By Chih-yu Chiang, temporary Admissions Assistant
Every year thousands of hopeful applicants bet their futures on getting into music school. Just a few years ago I was one of them.
I’d just finished my master’s degree and was applying to the doctoral program at my alma mater. I loved the school and the city and never entertained the possibility that I might not be accepted. Still I was leaving nothing to chance: in preparation for the audition I practiced harder than I ever had. The performance went well and I proceeded to the interview part of the application. I felt the normal anxiety that accompanies any interview, but was confident about the eventual result.

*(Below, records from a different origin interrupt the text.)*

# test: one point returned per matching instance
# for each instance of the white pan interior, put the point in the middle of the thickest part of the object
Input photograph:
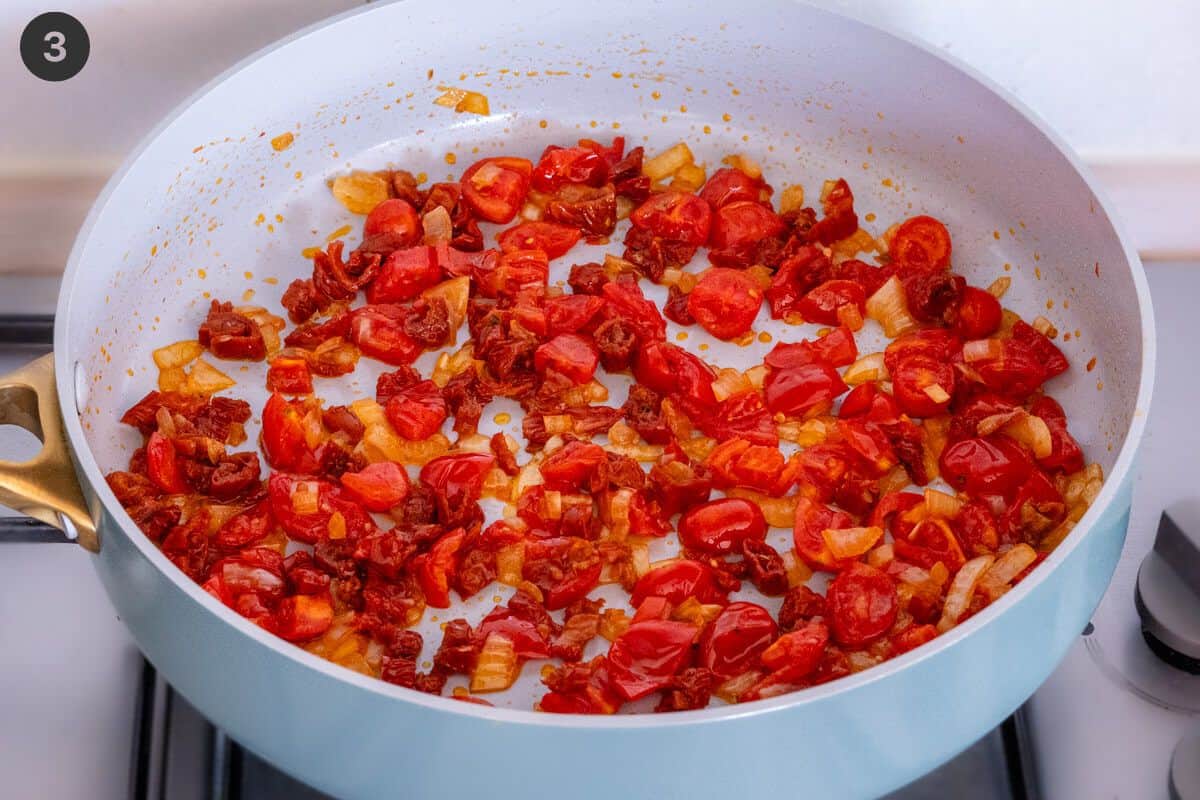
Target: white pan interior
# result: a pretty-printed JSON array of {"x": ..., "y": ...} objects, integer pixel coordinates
[{"x": 210, "y": 209}]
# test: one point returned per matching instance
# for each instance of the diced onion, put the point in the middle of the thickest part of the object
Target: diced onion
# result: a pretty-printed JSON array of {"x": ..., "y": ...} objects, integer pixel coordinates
[{"x": 961, "y": 589}]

That’s why, when the result arrived several weeks later, I was completely unprepared. As music was the only life I’d ever envisioned for myself, I felt my future collapsing around me. Music defined who I was, and I’d failed at it. I resented the school for “kicking me out.” I was so ashamed I couldn’t face any of my friends. (I even sent one away who had come to visit me at my apartment.) My life was now a blank slate: everything I thought I would be had disintegrated. I felt like I was drowning.

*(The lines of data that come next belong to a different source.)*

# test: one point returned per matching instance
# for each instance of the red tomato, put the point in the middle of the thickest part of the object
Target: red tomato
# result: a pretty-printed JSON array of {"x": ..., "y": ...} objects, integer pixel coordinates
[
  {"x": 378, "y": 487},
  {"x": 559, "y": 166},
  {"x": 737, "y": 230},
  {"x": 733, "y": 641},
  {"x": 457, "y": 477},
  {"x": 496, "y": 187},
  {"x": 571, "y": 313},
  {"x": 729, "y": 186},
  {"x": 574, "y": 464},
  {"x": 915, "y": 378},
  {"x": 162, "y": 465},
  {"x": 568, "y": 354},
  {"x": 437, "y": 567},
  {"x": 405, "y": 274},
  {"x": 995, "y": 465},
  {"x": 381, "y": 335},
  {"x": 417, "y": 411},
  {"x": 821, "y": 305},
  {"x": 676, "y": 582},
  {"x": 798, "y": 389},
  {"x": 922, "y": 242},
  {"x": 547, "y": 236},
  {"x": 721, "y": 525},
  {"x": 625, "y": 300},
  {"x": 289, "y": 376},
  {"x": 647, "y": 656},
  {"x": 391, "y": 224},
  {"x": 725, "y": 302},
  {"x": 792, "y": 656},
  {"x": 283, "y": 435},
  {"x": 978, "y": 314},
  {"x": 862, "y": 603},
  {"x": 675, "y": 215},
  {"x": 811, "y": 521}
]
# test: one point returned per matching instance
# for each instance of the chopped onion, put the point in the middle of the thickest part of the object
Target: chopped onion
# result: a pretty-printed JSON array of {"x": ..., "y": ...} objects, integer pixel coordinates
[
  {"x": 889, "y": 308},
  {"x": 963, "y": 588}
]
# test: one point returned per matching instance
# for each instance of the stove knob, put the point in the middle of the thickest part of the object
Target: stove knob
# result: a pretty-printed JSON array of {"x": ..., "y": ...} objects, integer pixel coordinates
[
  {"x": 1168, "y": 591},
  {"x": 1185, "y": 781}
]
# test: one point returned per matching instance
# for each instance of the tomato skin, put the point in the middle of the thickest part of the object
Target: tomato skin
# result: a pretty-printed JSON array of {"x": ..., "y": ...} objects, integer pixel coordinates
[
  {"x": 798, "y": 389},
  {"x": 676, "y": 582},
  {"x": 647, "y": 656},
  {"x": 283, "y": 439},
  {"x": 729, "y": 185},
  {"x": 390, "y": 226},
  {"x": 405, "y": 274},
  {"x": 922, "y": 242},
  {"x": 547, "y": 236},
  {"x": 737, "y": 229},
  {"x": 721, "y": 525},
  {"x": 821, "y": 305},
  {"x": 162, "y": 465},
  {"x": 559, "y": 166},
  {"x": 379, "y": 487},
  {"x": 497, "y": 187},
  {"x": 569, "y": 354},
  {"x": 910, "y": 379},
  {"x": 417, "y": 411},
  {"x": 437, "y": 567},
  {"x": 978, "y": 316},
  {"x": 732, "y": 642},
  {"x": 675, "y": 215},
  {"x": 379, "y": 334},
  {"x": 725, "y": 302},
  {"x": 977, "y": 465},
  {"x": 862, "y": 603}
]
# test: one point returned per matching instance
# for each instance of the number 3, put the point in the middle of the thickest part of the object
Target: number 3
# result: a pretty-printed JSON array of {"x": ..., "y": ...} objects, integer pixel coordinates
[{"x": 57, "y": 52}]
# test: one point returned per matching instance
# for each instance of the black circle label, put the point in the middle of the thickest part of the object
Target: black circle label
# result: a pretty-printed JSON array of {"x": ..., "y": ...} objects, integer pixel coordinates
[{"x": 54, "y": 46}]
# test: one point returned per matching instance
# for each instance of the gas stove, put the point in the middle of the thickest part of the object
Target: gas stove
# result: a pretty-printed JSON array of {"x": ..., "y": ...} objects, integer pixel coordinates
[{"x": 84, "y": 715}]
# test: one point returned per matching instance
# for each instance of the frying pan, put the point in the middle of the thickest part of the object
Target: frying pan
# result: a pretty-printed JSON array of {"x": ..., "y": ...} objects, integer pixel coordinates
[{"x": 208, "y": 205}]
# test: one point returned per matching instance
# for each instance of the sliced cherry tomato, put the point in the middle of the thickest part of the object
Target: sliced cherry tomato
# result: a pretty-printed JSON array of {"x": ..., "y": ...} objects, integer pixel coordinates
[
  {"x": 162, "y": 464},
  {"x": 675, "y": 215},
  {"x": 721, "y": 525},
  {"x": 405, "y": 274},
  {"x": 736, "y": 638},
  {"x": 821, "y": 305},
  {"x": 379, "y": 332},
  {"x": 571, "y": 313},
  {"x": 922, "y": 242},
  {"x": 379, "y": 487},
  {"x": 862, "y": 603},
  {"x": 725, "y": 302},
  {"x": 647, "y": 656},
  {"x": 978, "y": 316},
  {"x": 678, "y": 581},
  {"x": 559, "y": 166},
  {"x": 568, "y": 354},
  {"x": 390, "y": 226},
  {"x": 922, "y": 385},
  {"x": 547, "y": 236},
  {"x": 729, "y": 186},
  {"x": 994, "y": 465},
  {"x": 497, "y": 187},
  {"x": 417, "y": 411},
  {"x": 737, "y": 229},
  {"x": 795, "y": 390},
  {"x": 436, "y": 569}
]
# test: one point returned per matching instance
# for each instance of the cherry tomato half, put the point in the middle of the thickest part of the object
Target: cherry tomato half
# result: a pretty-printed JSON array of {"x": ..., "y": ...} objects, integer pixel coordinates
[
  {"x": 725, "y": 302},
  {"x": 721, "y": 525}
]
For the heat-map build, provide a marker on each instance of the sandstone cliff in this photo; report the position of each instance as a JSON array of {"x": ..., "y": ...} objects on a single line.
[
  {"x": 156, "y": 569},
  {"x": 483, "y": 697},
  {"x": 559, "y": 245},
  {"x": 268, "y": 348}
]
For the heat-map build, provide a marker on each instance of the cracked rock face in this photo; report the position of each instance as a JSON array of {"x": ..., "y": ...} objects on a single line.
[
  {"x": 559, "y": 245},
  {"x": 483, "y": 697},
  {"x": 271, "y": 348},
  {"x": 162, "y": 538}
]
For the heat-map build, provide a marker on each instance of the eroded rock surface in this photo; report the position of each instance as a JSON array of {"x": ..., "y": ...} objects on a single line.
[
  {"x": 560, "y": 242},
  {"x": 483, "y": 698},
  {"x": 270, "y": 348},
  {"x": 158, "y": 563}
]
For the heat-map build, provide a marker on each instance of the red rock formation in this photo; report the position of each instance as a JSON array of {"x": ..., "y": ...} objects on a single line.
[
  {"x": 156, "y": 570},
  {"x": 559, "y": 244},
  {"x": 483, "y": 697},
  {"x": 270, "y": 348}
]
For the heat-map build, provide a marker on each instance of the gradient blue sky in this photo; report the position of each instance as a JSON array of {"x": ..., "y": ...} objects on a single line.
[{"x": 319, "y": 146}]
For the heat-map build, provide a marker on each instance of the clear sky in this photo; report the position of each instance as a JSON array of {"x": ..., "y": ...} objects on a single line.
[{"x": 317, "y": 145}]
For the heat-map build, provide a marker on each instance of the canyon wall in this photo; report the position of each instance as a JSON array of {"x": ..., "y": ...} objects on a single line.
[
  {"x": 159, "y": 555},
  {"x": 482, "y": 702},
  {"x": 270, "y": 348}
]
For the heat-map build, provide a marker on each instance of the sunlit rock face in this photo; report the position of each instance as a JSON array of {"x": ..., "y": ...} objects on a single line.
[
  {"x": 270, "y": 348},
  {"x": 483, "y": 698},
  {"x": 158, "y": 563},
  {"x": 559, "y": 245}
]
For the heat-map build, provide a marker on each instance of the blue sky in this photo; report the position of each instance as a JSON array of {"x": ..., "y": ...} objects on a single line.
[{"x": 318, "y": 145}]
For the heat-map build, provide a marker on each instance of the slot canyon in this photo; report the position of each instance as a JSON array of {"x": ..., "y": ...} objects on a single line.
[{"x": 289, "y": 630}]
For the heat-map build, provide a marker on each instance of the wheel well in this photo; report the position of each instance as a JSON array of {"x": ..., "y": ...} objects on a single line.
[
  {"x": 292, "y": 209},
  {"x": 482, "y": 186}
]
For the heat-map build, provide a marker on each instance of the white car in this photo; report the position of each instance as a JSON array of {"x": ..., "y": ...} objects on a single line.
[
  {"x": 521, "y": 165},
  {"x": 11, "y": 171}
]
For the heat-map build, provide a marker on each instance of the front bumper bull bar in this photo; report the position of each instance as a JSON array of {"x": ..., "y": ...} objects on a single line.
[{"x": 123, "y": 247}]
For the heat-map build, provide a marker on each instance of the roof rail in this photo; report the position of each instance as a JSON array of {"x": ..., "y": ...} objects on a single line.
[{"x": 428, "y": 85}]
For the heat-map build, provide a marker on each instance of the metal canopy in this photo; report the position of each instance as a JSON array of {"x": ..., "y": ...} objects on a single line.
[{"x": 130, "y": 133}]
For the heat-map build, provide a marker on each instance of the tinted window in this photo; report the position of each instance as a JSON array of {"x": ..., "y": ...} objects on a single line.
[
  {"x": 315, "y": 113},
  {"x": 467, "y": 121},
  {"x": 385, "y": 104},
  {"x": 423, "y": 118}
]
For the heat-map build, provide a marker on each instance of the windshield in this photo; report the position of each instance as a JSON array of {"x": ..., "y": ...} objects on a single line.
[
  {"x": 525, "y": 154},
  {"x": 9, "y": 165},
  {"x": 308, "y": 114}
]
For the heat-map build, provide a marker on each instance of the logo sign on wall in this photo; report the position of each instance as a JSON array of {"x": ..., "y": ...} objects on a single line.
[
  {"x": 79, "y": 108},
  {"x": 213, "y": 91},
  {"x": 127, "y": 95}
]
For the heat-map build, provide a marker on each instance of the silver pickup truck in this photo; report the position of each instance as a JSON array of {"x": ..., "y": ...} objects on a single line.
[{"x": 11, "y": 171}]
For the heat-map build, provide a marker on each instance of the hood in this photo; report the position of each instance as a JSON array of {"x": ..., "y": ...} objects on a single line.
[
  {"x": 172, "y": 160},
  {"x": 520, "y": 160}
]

In the time that’s passed since then I obviously turned out all right. Now that I’m working in the admissions office I’m reminded of my own experiences as I watch this year’s crop of students try and either succeed or fail to get in. I can’t help but wonder if it’s the same for them as it was for me. Are their entire identities wrapped up in the results of a decision that’s to some degree beyond their control? Have they made their own choices to get to this point? Do those who aren’t accepted feel lonely as they watch their peers “pass them by”? I want to reach out and share my thoughts.
A professor at Boston University once asked me how I define success. Not until years later did I realize how narrow my answer conception of success had been.
Now that I’m a bit more experienced there are two “truths” I would share with my younger self. The first is don’t be so sure you know exactly how everything in your life will turn out, or even how you’ll be the happiest. Life can take you by surprise, and we hold a surprisingly small degree of control over our futures. Years after my audition result I wouldn’t trade my life now for whatever life I might have had if the result had been different.
The second is don’t define yourself solely by your accomplishments, especially according to a definition of “accomplishment” you formed at an early age. I now see myself as whole person with intrinsic worth – something that might have helped me whether what I now see as a temporary setback.
We all have different goals that we want to achieve and we all define success differently. If I can play a role in helping today’s students through an experience that can be powerful and sometimes traumatic, my own experiences were a small price to pay.